The Company also received approval on January 5, 2010 from the OCC for two wind power purchase agreements with two
wind developers who are to build two new wind farms, totaling 280 MWs, in northwestern Oklahoma. The Company intends to add
this capability to its power-generation portfolio by the end of 2010. Under the terms of the agreements, CPV Keenan is to build a 150
MW wind farm in Woodward County and Edison Mission Energy is to build a 130 MW facility in Dewey County near Taloga. The
agreements are both 20-year power purchase agreements, under which the developers are to build, own and operate the wind
generating facilities and the Company will purchase their electric output. See Note 13 for a further discussion.
The Company purchased wind power from FPL Energy of approximately $4.0 million, $4.4 million and $3.8 million for the
years ended December 31, 2009, 2008 and 2007, respectively.
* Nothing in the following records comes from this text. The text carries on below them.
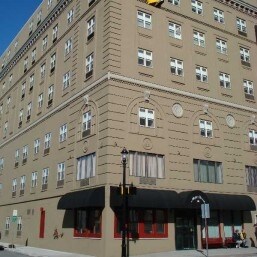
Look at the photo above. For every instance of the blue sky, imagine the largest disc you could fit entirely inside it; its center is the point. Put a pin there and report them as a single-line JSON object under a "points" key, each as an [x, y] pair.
{"points": [[13, 16]]}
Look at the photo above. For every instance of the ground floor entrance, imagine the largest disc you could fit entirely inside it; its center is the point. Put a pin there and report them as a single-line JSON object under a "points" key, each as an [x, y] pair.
{"points": [[185, 230]]}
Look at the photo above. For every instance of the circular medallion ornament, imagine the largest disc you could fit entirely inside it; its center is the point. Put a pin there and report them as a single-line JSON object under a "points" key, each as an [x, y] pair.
{"points": [[230, 121], [147, 144], [177, 110]]}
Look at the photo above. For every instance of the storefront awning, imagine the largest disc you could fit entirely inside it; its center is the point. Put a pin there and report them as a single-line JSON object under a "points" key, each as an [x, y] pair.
{"points": [[93, 197], [147, 198], [219, 201]]}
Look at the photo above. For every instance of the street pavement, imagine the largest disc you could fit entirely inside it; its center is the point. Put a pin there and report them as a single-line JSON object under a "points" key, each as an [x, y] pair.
{"points": [[229, 252]]}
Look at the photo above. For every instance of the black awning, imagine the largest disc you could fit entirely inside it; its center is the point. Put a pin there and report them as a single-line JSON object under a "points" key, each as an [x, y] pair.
{"points": [[93, 197], [147, 198], [219, 201]]}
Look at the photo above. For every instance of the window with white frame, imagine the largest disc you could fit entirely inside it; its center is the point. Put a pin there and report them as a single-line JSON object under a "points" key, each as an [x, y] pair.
{"points": [[86, 123], [31, 82], [14, 185], [251, 176], [52, 62], [50, 94], [47, 142], [66, 80], [29, 108], [25, 64], [221, 46], [175, 30], [19, 224], [253, 137], [201, 74], [245, 55], [225, 80], [86, 166], [197, 6], [144, 20], [176, 67], [63, 133], [199, 38], [34, 179], [22, 182], [36, 145], [146, 118], [248, 87], [23, 90], [68, 46], [174, 2], [208, 171], [218, 15], [146, 165], [55, 33], [144, 57], [90, 28], [89, 65], [40, 101], [241, 25], [70, 16], [205, 128], [17, 155], [45, 175], [42, 70], [1, 163], [33, 55], [25, 150], [60, 171], [44, 43], [7, 223]]}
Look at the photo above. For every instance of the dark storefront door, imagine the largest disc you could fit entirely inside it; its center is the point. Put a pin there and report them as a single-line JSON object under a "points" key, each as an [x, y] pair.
{"points": [[185, 230]]}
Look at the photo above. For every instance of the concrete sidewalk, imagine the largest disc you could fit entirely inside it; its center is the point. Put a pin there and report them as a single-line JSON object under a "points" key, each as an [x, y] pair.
{"points": [[230, 252]]}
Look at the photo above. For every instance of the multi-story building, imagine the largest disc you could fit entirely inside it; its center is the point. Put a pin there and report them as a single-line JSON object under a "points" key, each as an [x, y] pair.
{"points": [[174, 82]]}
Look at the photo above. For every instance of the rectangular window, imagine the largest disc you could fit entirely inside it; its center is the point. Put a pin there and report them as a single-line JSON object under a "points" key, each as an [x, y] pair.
{"points": [[86, 123], [208, 171], [241, 26], [199, 38], [34, 179], [225, 80], [60, 171], [145, 58], [221, 46], [66, 80], [55, 33], [70, 16], [89, 65], [197, 6], [63, 133], [205, 128], [44, 43], [175, 30], [218, 15], [36, 145], [144, 20], [201, 74], [68, 46], [53, 62], [86, 166], [91, 28], [146, 118], [176, 67], [145, 223], [146, 165], [88, 223]]}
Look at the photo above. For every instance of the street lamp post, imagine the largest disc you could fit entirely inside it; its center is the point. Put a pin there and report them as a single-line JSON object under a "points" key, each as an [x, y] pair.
{"points": [[124, 154], [204, 214]]}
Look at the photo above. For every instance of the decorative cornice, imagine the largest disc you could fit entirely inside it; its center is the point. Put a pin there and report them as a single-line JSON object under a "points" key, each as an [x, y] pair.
{"points": [[51, 17]]}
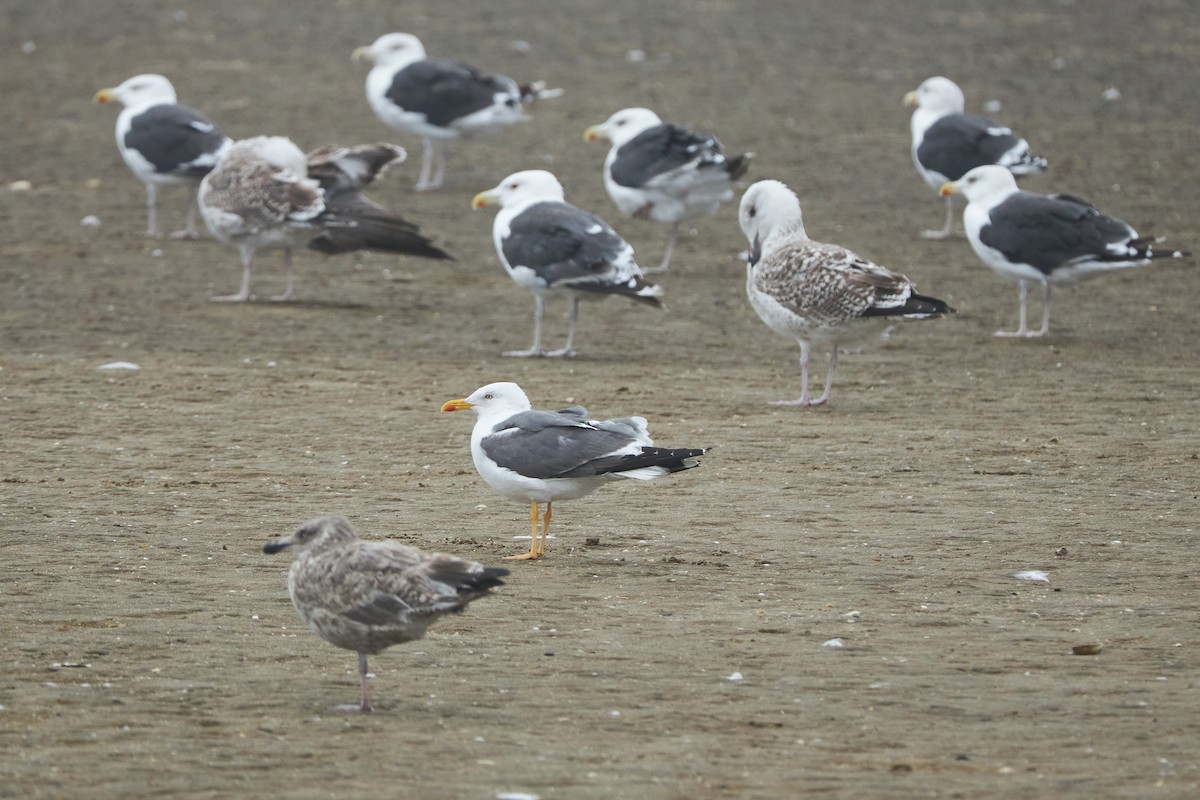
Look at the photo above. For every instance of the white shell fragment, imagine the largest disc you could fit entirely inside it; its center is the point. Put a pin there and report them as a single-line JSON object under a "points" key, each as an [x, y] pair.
{"points": [[1037, 576]]}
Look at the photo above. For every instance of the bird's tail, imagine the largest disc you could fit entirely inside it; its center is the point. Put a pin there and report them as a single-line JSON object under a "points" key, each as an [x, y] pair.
{"points": [[466, 579], [372, 227], [1146, 247], [917, 306]]}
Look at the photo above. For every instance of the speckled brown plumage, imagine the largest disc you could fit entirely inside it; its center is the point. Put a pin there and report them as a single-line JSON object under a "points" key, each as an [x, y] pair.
{"points": [[367, 596]]}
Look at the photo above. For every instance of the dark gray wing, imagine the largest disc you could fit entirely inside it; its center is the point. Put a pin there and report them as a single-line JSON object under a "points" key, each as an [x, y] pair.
{"points": [[448, 90], [661, 149], [352, 221], [1047, 232], [958, 143], [562, 244], [550, 444], [175, 139]]}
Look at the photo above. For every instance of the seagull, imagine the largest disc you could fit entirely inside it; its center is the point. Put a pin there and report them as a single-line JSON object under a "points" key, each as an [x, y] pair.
{"points": [[265, 192], [817, 294], [547, 456], [439, 100], [163, 143], [367, 596], [551, 247], [1047, 239], [947, 143], [665, 172]]}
The Company has entered into future wind purchase commitments of
approximately: 2010 – $10.2 million, 2011 – $51.3 million, 2012 – $52.0 million, 2013 – $52.2 million, 2014 – $52.6 million and
2015 and beyond – $730.6 million.
Long-Term Service Agreements
In July 2004, the Company acquired a 77 percent interest in the McClain Plant. As part of that acquisition, the Company
became subject to an existing long-term parts and service maintenance contract for the upkeep of the natural gas-fired combined cycle
generation facility. The contract was initiated in December 1999, and runs for the earlier of 96,000 factored-fired hours or 4,800
factored-fired starts. Based on historical usage and current expectations for future usage, this contract is expected to run until 2015.
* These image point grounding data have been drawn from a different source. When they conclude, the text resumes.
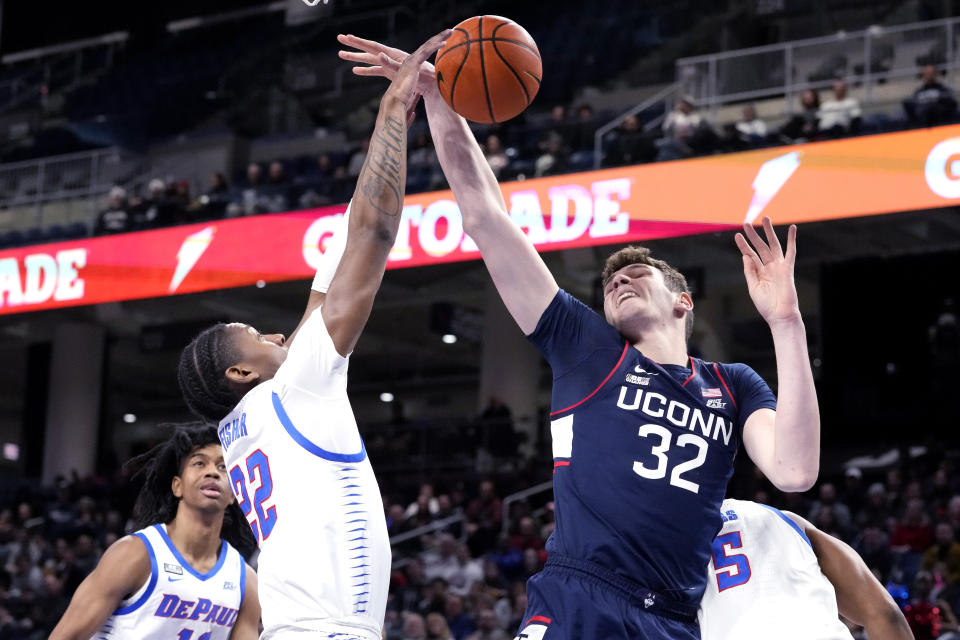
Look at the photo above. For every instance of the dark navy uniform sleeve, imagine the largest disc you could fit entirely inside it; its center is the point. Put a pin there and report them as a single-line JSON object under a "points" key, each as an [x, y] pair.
{"points": [[574, 338], [750, 390]]}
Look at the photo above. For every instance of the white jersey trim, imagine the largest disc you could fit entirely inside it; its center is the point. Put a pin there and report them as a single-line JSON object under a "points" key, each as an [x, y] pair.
{"points": [[162, 530], [302, 440], [136, 601]]}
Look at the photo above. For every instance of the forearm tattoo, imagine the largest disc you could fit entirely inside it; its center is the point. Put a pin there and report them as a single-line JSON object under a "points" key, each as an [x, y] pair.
{"points": [[381, 181]]}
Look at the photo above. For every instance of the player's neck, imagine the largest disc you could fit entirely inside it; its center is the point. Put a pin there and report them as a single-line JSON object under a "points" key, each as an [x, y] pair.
{"points": [[662, 347], [196, 535]]}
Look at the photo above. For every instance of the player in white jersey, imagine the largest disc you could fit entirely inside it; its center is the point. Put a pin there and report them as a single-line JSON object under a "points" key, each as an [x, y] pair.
{"points": [[773, 574], [295, 457], [175, 579]]}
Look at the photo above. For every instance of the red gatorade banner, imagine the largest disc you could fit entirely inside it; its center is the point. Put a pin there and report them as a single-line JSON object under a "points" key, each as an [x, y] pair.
{"points": [[844, 178]]}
The contract requires payments based on both a fixed and variable cost component, depending on how much the McClain Plant is
used. The Company’s share of the estimated obligation under the contract, based on the projected future use of the McClain Plant, is
approximately: 2010 – $1.4 million, 2011 – $15.8 million, 2012 – $1.5 million, 2013 – $1.5 million, 2014 – $17.1 million and 2015
and beyond – $1.2 million.
In September 2008, the Company acquired a 51 percent interest in the Redbud Facility. As part of that acquisition, the
Company became subject to an existing long-term parts and service maintenance contract for the upkeep of the natural gas-fired
combined cycle generation facility. The contract was initiated in January 2001, and runs for the earlier of 120,000 factored-fired
hours or 4,500 factored-fired starts. Based on historical usage and current expectations for future usage, this contract is expected to
run until 2025. The contract requires payments based on both a fixed and variable cost component, depending on how much the
Redbud Facility is used. The Company’s share of the estimated obligation under the contract, based on the projected future use of the
Redbud Facility, is approximately: 2010 – $2.3 million, 2011 – $0.6 million, 2012 – $10.5 million, 2013 – $11.9 million, 2014 – $7.4
million and 2015 and beyond – $70.1 million.